This California congressional race is currently split by one vote

(AP Photo/Jos Luis Villegas,File, Dai Sugano/MediaNews Group/The Mercury News via Getty Images)

This California congressional race is currently split by one vote

Elections 2024, Homepage News, California Politics

Julia Wick

March 26, 2024

Those who need a reminder of the power of a single vote should look no further than California’s 16th Congressional District, where the race to be among the finalists for a safe Democratic House seat in Silicon Valley is currently segregated by one vote.

Former mayor of San Jose

Sam Licardo

has retained the first-place lead in the race to replace retiring Rep. Anna Eshoo of Menlo Park, but the battle for second place has been much more volatile, with Santa Clara County Supervisor

Joe Simitian

and Assemblymember Evan Low of Campbell


change places repeatedly. All three are Democrats.

On Monday afternoon, almost three weeks after Election Day, Simitian’s lead over Low was reduced to one vote.
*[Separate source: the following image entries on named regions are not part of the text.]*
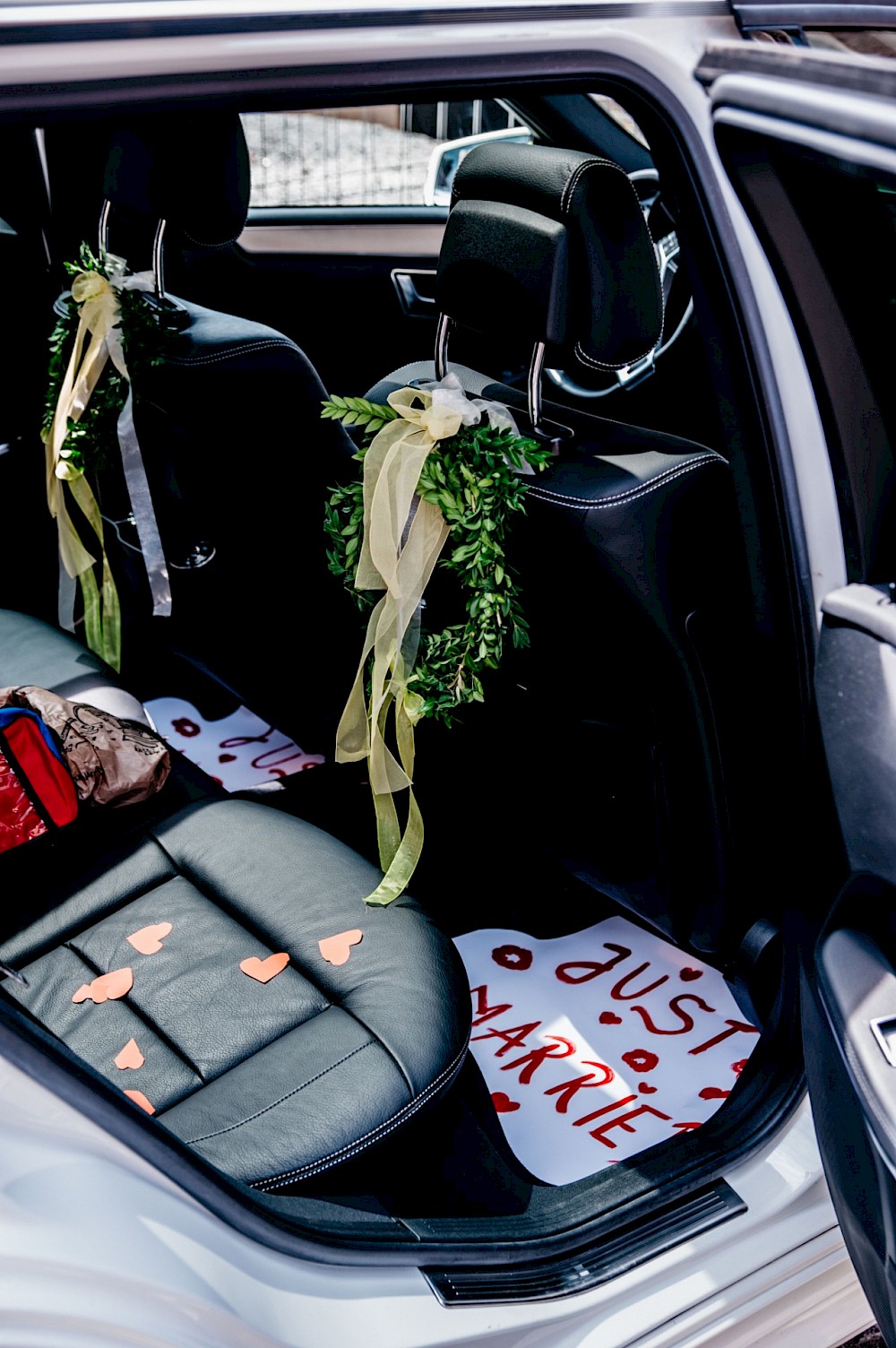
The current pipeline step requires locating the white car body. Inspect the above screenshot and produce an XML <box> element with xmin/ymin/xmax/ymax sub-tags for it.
<box><xmin>0</xmin><ymin>0</ymin><xmax>873</xmax><ymax>1348</ymax></box>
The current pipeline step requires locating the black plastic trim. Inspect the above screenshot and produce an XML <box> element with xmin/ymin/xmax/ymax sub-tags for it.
<box><xmin>694</xmin><ymin>37</ymin><xmax>896</xmax><ymax>92</ymax></box>
<box><xmin>732</xmin><ymin>0</ymin><xmax>896</xmax><ymax>34</ymax></box>
<box><xmin>0</xmin><ymin>0</ymin><xmax>732</xmax><ymax>45</ymax></box>
<box><xmin>422</xmin><ymin>1180</ymin><xmax>748</xmax><ymax>1306</ymax></box>
<box><xmin>246</xmin><ymin>206</ymin><xmax>447</xmax><ymax>229</ymax></box>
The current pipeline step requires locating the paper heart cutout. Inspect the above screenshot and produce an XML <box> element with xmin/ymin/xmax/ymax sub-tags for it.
<box><xmin>318</xmin><ymin>928</ymin><xmax>364</xmax><ymax>963</ymax></box>
<box><xmin>72</xmin><ymin>969</ymin><xmax>134</xmax><ymax>1006</ymax></box>
<box><xmin>240</xmin><ymin>950</ymin><xmax>289</xmax><ymax>982</ymax></box>
<box><xmin>124</xmin><ymin>1091</ymin><xmax>155</xmax><ymax>1113</ymax></box>
<box><xmin>115</xmin><ymin>1040</ymin><xmax>147</xmax><ymax>1070</ymax></box>
<box><xmin>126</xmin><ymin>922</ymin><xmax>171</xmax><ymax>955</ymax></box>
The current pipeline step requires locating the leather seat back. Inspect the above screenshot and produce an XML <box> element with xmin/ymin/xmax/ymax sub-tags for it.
<box><xmin>89</xmin><ymin>113</ymin><xmax>354</xmax><ymax>747</ymax></box>
<box><xmin>369</xmin><ymin>144</ymin><xmax>751</xmax><ymax>950</ymax></box>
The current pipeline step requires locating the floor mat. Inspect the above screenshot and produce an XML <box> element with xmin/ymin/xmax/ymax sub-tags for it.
<box><xmin>455</xmin><ymin>917</ymin><xmax>759</xmax><ymax>1184</ymax></box>
<box><xmin>144</xmin><ymin>697</ymin><xmax>323</xmax><ymax>791</ymax></box>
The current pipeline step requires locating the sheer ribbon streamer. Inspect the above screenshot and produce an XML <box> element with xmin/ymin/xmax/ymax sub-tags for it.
<box><xmin>46</xmin><ymin>254</ymin><xmax>171</xmax><ymax>670</ymax></box>
<box><xmin>335</xmin><ymin>375</ymin><xmax>516</xmax><ymax>904</ymax></box>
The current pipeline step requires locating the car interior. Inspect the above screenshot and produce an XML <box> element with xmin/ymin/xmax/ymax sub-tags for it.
<box><xmin>0</xmin><ymin>78</ymin><xmax>818</xmax><ymax>1283</ymax></box>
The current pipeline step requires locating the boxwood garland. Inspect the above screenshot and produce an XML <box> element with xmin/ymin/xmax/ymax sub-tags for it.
<box><xmin>322</xmin><ymin>396</ymin><xmax>551</xmax><ymax>725</ymax></box>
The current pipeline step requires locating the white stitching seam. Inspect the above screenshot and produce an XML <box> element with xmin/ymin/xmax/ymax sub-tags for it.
<box><xmin>185</xmin><ymin>1040</ymin><xmax>374</xmax><ymax>1145</ymax></box>
<box><xmin>530</xmin><ymin>454</ymin><xmax>728</xmax><ymax>510</ymax></box>
<box><xmin>561</xmin><ymin>159</ymin><xmax>666</xmax><ymax>369</ymax></box>
<box><xmin>167</xmin><ymin>337</ymin><xmax>299</xmax><ymax>366</ymax></box>
<box><xmin>252</xmin><ymin>1043</ymin><xmax>468</xmax><ymax>1190</ymax></box>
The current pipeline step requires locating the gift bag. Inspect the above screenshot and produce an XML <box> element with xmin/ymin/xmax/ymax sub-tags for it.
<box><xmin>0</xmin><ymin>706</ymin><xmax>78</xmax><ymax>852</ymax></box>
<box><xmin>0</xmin><ymin>685</ymin><xmax>171</xmax><ymax>830</ymax></box>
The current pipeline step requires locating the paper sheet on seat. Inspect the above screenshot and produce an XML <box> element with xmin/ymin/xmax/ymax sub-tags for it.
<box><xmin>144</xmin><ymin>697</ymin><xmax>323</xmax><ymax>791</ymax></box>
<box><xmin>455</xmin><ymin>917</ymin><xmax>759</xmax><ymax>1185</ymax></box>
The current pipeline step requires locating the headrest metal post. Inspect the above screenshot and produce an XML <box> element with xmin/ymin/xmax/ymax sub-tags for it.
<box><xmin>435</xmin><ymin>314</ymin><xmax>452</xmax><ymax>379</ymax></box>
<box><xmin>152</xmin><ymin>220</ymin><xmax>167</xmax><ymax>300</ymax></box>
<box><xmin>99</xmin><ymin>197</ymin><xmax>112</xmax><ymax>257</ymax></box>
<box><xmin>525</xmin><ymin>341</ymin><xmax>545</xmax><ymax>434</ymax></box>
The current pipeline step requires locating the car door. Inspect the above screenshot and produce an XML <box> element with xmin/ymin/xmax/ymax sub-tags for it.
<box><xmin>698</xmin><ymin>37</ymin><xmax>896</xmax><ymax>1345</ymax></box>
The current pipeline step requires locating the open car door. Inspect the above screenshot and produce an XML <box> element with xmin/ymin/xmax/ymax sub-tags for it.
<box><xmin>698</xmin><ymin>43</ymin><xmax>896</xmax><ymax>1348</ymax></box>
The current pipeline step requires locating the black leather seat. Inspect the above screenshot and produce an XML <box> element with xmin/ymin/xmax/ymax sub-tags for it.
<box><xmin>0</xmin><ymin>800</ymin><xmax>469</xmax><ymax>1189</ymax></box>
<box><xmin>368</xmin><ymin>144</ymin><xmax>749</xmax><ymax>950</ymax></box>
<box><xmin>82</xmin><ymin>113</ymin><xmax>354</xmax><ymax>752</ymax></box>
<box><xmin>0</xmin><ymin>609</ymin><xmax>469</xmax><ymax>1188</ymax></box>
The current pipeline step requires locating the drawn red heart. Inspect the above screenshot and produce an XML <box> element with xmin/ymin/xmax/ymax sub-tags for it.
<box><xmin>623</xmin><ymin>1049</ymin><xmax>659</xmax><ymax>1072</ymax></box>
<box><xmin>72</xmin><ymin>969</ymin><xmax>134</xmax><ymax>1006</ymax></box>
<box><xmin>318</xmin><ymin>928</ymin><xmax>364</xmax><ymax>963</ymax></box>
<box><xmin>128</xmin><ymin>922</ymin><xmax>171</xmax><ymax>955</ymax></box>
<box><xmin>124</xmin><ymin>1091</ymin><xmax>155</xmax><ymax>1113</ymax></box>
<box><xmin>240</xmin><ymin>950</ymin><xmax>289</xmax><ymax>982</ymax></box>
<box><xmin>115</xmin><ymin>1040</ymin><xmax>147</xmax><ymax>1070</ymax></box>
<box><xmin>492</xmin><ymin>945</ymin><xmax>532</xmax><ymax>969</ymax></box>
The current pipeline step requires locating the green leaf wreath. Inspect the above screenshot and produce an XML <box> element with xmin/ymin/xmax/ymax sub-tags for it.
<box><xmin>322</xmin><ymin>396</ymin><xmax>551</xmax><ymax>725</ymax></box>
<box><xmin>42</xmin><ymin>244</ymin><xmax>177</xmax><ymax>473</ymax></box>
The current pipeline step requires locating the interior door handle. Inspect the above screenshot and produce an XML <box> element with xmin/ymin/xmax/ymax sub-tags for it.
<box><xmin>392</xmin><ymin>271</ymin><xmax>436</xmax><ymax>318</ymax></box>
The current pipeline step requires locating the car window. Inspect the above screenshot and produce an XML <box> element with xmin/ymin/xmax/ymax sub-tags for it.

Bee one point last week, Low led Simitian by two votes. The top two finishers will advance to the November general election.

Have a competitive race

so close

for a large office

being so close

is “shockingly unusual,” said Paul Mitchell, a Democratic strategist and political data expert.

The current state of affairs is made all the more atypical by the fact that Low and Simitian are both top candidates with serious campaigns that have raised significant funds and currently hold elected office, Mitchell said.

He suggested that if there were any other recent examples in California of major races where second and third place were so close, this would almost certainly be a race in which the dueling second and third place finishers were “random nobodies”. who had collected only a small fraction of the votes and were not serious contenders.

Eshoo announced her retirement in November after more than 30 years in Congress. The district includes part of Santa Clara and San Mateo counties, including the cities of Palo Alto and Mountain View, and part of the city of San Jose. Democrats have a more than 3-to-1 registration advantage over Republicans in the district, according to data from California Target Book.

The vast majority of ballots have already been counted, but the next set of results from both Santa Clara and San Mateo counties are expected to be released late Tuesday afternoon.